Mes lecteurs ont peut-être oublié Rasin, roi d’Aram, et Phacée, roi d’Israël. Il faut y revenir ; mais qu’ont-ils à faire dans cette prophétie ? Je ne puis le dire avec certitude, parce qu’à cette date du IIe siècle, on connaît trop mal l’histoire des rapports de Juda avec les petits peuples voisins. On sait seulement, en général, qu’ils étaient toujours en querelle ou en guerre les uns avec les autres. Aram, c’est Damas (7-8), et Israël s’appelle autrement, Éphraïm ou Samarie (7-9). On peut donc conjecturer qu’un peu avant l’invasion d’Antiochus, Damas et Samarie venaient de se liguer contre Jérusalem, mais qu’elles tombèrent elles-mêmes immédiatement sous la domination des Syriens, qui les pillèrent (8-4). Et cette conjecture est confirmée par ce que Josèphe nous apprend, à cette date, de la situation difficile et de l’attitude des Samaritains (Antiq., 12-5-3). Si Damas et Samarie sont représentées par les noms antiques de Rasin et de Phacée, comme la Syrie est représentée par celui d’Assur, ce procédé de transposition, comme je l’appellerais volontiers, se présentait naturellement à l’esprit d’écrivains qui, au lieu de parler pour leur propre compte, avaient imaginé de faire parler à leur place les vieux prophètes d’autrefois, soit pour inspirer plus de respect, soit simplement pour être plus libres.

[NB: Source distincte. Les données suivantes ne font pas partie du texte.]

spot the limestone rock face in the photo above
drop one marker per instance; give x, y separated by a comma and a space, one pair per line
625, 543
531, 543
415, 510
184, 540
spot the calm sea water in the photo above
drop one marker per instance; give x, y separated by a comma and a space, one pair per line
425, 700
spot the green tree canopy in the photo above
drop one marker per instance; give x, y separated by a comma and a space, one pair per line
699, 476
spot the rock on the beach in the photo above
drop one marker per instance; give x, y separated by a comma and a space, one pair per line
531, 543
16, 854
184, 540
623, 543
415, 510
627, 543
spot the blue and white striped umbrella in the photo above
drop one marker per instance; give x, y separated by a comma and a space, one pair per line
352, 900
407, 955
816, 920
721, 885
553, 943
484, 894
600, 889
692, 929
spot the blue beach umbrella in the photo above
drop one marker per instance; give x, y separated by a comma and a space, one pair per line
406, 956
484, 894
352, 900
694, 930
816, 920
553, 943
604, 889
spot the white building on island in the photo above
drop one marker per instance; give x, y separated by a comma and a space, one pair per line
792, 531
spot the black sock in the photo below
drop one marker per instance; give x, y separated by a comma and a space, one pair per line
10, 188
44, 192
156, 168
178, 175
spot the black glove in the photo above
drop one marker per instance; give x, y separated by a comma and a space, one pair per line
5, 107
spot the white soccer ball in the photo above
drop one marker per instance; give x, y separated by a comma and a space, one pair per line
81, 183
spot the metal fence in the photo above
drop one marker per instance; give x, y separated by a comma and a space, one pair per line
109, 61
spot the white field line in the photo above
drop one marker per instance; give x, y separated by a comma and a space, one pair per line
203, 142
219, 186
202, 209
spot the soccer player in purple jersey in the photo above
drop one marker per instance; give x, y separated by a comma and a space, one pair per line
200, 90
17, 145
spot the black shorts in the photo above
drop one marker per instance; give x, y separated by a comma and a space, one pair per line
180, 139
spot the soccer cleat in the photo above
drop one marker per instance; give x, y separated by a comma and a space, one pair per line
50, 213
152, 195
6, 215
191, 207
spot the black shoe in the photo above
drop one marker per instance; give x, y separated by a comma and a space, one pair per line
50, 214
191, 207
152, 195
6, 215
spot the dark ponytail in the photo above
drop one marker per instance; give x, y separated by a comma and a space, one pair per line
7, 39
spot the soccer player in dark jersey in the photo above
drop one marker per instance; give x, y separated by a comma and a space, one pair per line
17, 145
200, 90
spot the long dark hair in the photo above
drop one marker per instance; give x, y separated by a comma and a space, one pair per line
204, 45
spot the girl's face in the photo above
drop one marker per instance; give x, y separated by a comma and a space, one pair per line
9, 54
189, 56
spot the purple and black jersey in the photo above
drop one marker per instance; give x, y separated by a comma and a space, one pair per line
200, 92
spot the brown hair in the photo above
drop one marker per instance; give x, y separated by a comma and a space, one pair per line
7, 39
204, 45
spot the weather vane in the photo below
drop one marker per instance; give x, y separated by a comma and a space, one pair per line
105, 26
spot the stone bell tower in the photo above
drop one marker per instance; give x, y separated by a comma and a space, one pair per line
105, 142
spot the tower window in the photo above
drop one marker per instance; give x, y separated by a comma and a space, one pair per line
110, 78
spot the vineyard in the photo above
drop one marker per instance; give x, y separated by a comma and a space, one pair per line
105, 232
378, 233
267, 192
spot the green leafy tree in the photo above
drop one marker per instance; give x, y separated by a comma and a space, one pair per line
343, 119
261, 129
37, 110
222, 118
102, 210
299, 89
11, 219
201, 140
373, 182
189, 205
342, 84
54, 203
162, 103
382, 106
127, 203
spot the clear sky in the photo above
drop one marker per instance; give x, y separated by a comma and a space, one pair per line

Mais le tableau de Juda libre et florissant mérite que l’on s’y arrête. « Tu fais de ton peuple un grand peuple, tu lui prodigues la joie, une joie comme au jour de la moisson, comme au partage du butin. Car le joug qu’on lui avait donné à porter, et le bâton qui frappait son épaule, sont brisés » (9-1-3). Et plus loin : « Malheur à Assur ! » (10-5). Il s’est flatté en vain de triompher. Ayant subjugué tant de peuples, dont les dieux sont plus grands, à ses yeux, que ceux de Jérusalem, il ne doutait pas que celui-ci ne fût vaincu à son tour. Mais c’est lui qui est vaincu lui-même, et, au moment où il croit déjà tenir sa proie, c’est lui qui est frappé par le Fort (10-32-34).